Denning died in 2007 in a car accident in Guatemala City. Holland said the organization could have easily died with Denning, but the board, teachers and community carried it forward.

Its scope continues to expand, said Holland. While the campus is at its capacity having spaces like the library dedicated as classrooms, the organization has broken ground for a new building as it expands its full-day programs grade by grade, year after year. In the kindergarten through ninth grade program, full-day was extended to eighth grade this year and will expand to ninth next year. Safe Passage also has a 10th through 12th grade and job placement programs.

The retention for most schools in Zone 3 is about 17%, Holland explained. Safe Passage's retention rate is 96% and all 40 seventh graders last year returned for this year’s eighth grade program. “Our learning philosophy is expeditionary learning. It's hands-on, collaborative, real-world learning.”

Holland and Christie said safety is always a concern living there, but Safe Passage’s importance is not lost on the surrounding communities and factions of gang warfare.

“Not one volunteer, not one employee has ever been hurt in any violent act in two decades and the reason for that's not luck … We provide an immense amount of support to that community … so if your cousin's a gang member and you're going to our school and you have a chance of getting out of that place? The gang members don't see us as a threat because if something happened to our school, everyone would be deleteriously affected.”

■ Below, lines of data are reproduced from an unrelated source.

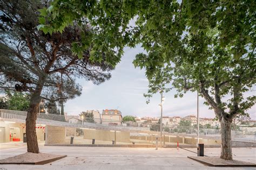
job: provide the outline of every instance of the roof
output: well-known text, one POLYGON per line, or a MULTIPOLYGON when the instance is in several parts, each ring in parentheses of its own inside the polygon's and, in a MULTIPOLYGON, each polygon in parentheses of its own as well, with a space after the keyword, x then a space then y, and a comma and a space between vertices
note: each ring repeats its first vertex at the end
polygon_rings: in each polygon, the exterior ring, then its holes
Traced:
POLYGON ((102 111, 102 115, 122 115, 122 112, 117 109, 105 109, 102 111))

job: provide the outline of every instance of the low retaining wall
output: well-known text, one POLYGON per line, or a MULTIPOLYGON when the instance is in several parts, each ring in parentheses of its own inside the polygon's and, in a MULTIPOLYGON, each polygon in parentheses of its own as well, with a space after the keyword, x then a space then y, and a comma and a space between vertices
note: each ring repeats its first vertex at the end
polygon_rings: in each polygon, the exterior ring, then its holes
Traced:
MULTIPOLYGON (((84 147, 156 147, 156 145, 76 145, 76 144, 45 144, 50 146, 84 146, 84 147)), ((158 145, 160 147, 160 145, 158 145)), ((164 148, 177 148, 177 145, 164 145, 164 148)), ((197 148, 195 145, 180 145, 180 148, 197 148)), ((220 145, 205 145, 205 148, 220 147, 220 145)), ((232 141, 232 147, 256 147, 256 143, 232 141)))

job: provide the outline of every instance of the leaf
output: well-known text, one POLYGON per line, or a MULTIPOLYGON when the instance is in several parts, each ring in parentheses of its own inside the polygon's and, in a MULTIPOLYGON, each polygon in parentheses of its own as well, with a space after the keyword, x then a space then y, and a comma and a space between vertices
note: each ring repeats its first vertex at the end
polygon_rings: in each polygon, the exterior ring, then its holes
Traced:
POLYGON ((48 8, 48 9, 47 9, 47 11, 48 11, 49 13, 51 13, 51 12, 52 11, 53 9, 53 6, 51 5, 49 6, 49 8, 48 8))
POLYGON ((40 17, 38 19, 40 24, 44 24, 45 23, 45 18, 44 17, 40 17))
POLYGON ((38 30, 41 30, 44 27, 44 25, 40 24, 36 26, 38 30))

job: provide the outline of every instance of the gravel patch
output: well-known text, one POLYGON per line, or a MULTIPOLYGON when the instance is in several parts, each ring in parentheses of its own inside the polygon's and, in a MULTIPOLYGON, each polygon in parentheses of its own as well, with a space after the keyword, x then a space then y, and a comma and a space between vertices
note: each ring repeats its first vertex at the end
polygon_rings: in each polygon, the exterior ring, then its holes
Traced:
POLYGON ((26 152, 12 157, 0 160, 0 164, 37 164, 44 165, 63 158, 65 155, 26 152))
POLYGON ((237 160, 226 160, 219 157, 187 157, 187 158, 210 166, 256 167, 255 164, 237 160))

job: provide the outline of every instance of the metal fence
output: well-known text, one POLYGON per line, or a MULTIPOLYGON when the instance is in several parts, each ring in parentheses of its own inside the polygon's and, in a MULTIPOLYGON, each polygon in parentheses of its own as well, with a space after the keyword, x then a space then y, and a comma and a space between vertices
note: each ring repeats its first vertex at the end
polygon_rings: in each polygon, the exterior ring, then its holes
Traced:
MULTIPOLYGON (((119 131, 65 128, 46 126, 45 144, 71 145, 156 145, 157 137, 158 144, 160 137, 149 133, 133 133, 119 131)), ((195 137, 163 135, 162 144, 196 145, 195 137)), ((220 139, 200 138, 199 141, 205 145, 220 145, 220 139)))
MULTIPOLYGON (((0 118, 5 121, 25 122, 27 112, 26 111, 0 109, 0 118)), ((122 131, 139 133, 139 136, 130 135, 131 141, 133 139, 143 140, 141 134, 159 135, 160 131, 160 124, 153 123, 124 122, 101 118, 85 117, 82 118, 79 116, 64 116, 54 114, 37 114, 37 123, 56 126, 69 127, 77 129, 90 129, 98 130, 122 131), (134 136, 134 137, 133 137, 134 136)), ((197 128, 193 126, 181 126, 163 125, 163 134, 165 136, 183 136, 195 138, 197 134, 197 128)), ((220 129, 201 128, 199 131, 200 138, 219 140, 220 138, 220 129)), ((74 135, 74 137, 76 136, 74 135)), ((170 137, 171 138, 171 137, 170 137)), ((146 141, 148 140, 147 137, 146 141)), ((171 139, 171 138, 170 138, 171 139)), ((232 131, 232 139, 235 141, 256 141, 256 132, 245 131, 232 131)), ((91 140, 89 139, 89 140, 91 140)), ((163 139, 163 141, 165 141, 163 139)), ((178 139, 177 139, 178 140, 178 139)), ((184 139, 185 140, 185 139, 184 139)), ((151 140, 151 143, 154 140, 151 140)), ((169 141, 169 140, 168 140, 169 141)), ((138 143, 138 141, 137 141, 138 143)))

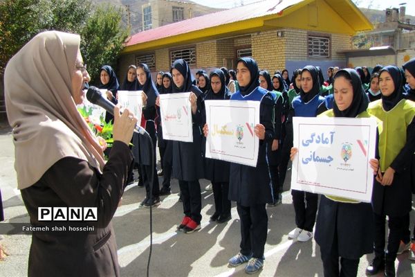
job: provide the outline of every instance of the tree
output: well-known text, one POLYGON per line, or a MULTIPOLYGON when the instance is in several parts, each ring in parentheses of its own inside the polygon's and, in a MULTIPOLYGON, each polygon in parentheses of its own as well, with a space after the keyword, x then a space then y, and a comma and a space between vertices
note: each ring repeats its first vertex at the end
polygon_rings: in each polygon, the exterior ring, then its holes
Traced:
POLYGON ((123 26, 122 10, 104 5, 98 7, 81 32, 81 53, 88 64, 92 83, 98 83, 102 65, 114 67, 129 30, 123 26))

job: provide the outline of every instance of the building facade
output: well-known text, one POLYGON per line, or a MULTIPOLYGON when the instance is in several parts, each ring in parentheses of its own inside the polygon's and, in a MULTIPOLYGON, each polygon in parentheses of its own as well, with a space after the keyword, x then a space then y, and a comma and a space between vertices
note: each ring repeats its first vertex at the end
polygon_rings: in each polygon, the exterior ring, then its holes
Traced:
POLYGON ((271 73, 287 69, 290 75, 307 64, 323 69, 344 66, 342 51, 351 48, 351 36, 371 28, 349 0, 264 1, 133 36, 118 71, 123 75, 129 64, 140 62, 153 72, 165 71, 176 59, 183 58, 193 71, 209 72, 221 66, 234 69, 243 56, 252 57, 271 73), (347 12, 338 12, 342 9, 347 12))

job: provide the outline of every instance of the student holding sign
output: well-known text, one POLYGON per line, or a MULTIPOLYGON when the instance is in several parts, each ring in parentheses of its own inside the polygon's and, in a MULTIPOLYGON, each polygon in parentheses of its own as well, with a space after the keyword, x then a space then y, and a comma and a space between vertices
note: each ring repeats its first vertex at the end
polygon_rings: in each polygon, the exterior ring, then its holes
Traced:
MULTIPOLYGON (((354 69, 338 71, 333 87, 333 108, 322 116, 370 117, 366 111, 369 99, 354 69)), ((297 148, 292 148, 292 159, 297 152, 297 148)), ((376 173, 378 160, 371 159, 370 164, 376 173)), ((322 195, 318 211, 315 241, 320 247, 324 276, 357 276, 360 258, 372 252, 374 223, 370 203, 322 195)))
POLYGON ((415 151, 415 104, 404 99, 403 72, 385 66, 379 73, 382 98, 370 103, 368 111, 383 122, 379 137, 380 168, 374 186, 372 206, 375 220, 375 258, 366 269, 369 275, 385 269, 395 276, 395 259, 399 243, 407 228, 412 210, 410 163, 415 151), (385 252, 385 224, 388 216, 387 251, 385 252))
POLYGON ((172 66, 173 93, 190 92, 193 142, 173 141, 172 177, 178 179, 185 217, 178 227, 184 233, 201 229, 202 197, 199 179, 204 177, 202 159, 202 125, 203 93, 195 85, 189 64, 176 60, 172 66))
MULTIPOLYGON (((315 117, 320 114, 324 102, 320 90, 318 70, 311 65, 305 66, 301 73, 299 96, 292 103, 294 116, 315 117)), ((318 195, 297 190, 292 190, 291 195, 297 227, 288 233, 288 238, 306 242, 313 238, 318 195)))
MULTIPOLYGON (((274 99, 272 95, 259 87, 257 62, 250 57, 238 60, 237 78, 239 90, 233 93, 230 100, 259 101, 259 124, 254 128, 259 138, 259 149, 257 166, 252 167, 232 163, 229 183, 229 198, 237 202, 237 208, 241 219, 240 251, 229 260, 229 265, 236 267, 248 262, 245 271, 257 272, 264 266, 264 251, 268 231, 266 203, 272 202, 271 184, 266 145, 273 141, 274 99)), ((208 126, 203 128, 208 134, 208 126)))

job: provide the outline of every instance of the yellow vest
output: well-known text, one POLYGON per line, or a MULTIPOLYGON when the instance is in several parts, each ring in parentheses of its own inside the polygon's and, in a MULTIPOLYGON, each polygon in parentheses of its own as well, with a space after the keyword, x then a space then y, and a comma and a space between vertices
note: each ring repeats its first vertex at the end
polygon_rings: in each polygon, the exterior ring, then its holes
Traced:
POLYGON ((407 127, 415 116, 415 103, 405 99, 385 111, 382 99, 369 104, 367 111, 382 121, 379 130, 379 164, 383 172, 389 168, 406 143, 407 127))
MULTIPOLYGON (((324 111, 324 113, 320 114, 317 116, 334 117, 334 111, 333 110, 333 109, 331 109, 324 111)), ((360 114, 358 114, 358 116, 356 116, 356 117, 357 118, 365 118, 365 117, 371 117, 371 116, 370 116, 370 114, 369 114, 369 113, 367 111, 362 111, 360 114)), ((338 196, 329 195, 324 195, 324 196, 331 200, 335 201, 338 202, 353 203, 353 204, 360 203, 360 201, 353 200, 353 199, 351 199, 349 198, 339 197, 338 196)))

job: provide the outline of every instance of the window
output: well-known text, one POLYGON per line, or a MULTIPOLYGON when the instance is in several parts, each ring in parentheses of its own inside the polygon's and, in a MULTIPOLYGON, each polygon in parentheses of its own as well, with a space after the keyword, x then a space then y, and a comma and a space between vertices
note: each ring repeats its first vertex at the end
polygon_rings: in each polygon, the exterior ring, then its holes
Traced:
POLYGON ((136 57, 136 64, 146 64, 149 69, 156 69, 156 55, 154 54, 145 55, 136 57))
POLYGON ((153 24, 151 21, 151 6, 149 6, 142 9, 143 13, 143 30, 149 30, 153 24))
POLYGON ((173 64, 177 59, 183 59, 190 65, 196 64, 196 48, 175 50, 170 52, 170 62, 173 64))
POLYGON ((308 57, 330 57, 330 38, 309 35, 308 57))
POLYGON ((252 48, 246 48, 243 49, 237 50, 237 57, 239 59, 242 57, 252 57, 252 48))
POLYGON ((173 22, 181 21, 185 19, 184 10, 183 7, 173 7, 173 22))

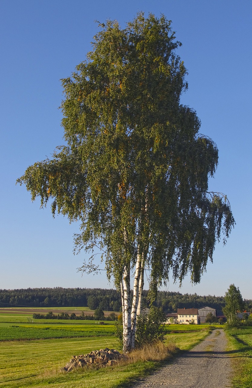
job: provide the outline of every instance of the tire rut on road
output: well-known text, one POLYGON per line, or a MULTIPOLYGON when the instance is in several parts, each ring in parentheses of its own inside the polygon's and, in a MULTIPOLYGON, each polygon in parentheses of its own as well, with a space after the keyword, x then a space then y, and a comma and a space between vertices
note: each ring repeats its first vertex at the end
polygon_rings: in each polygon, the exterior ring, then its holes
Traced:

The best support to come out of communities like the Congo Church has been student sponsorships, said Christie. “It's super important in terms of the stability of the organization because people will make a commitment to the long-term education of the student. But I also think it's a part of who we are as a school as opposed to there being one big donor … It's a community love. We have volunteers who have been there since day one.”

Christie will continue to support Safe Passage at its stateside hub in New Gloucester while Holland returns to Guatemala City. Holland will go back in May.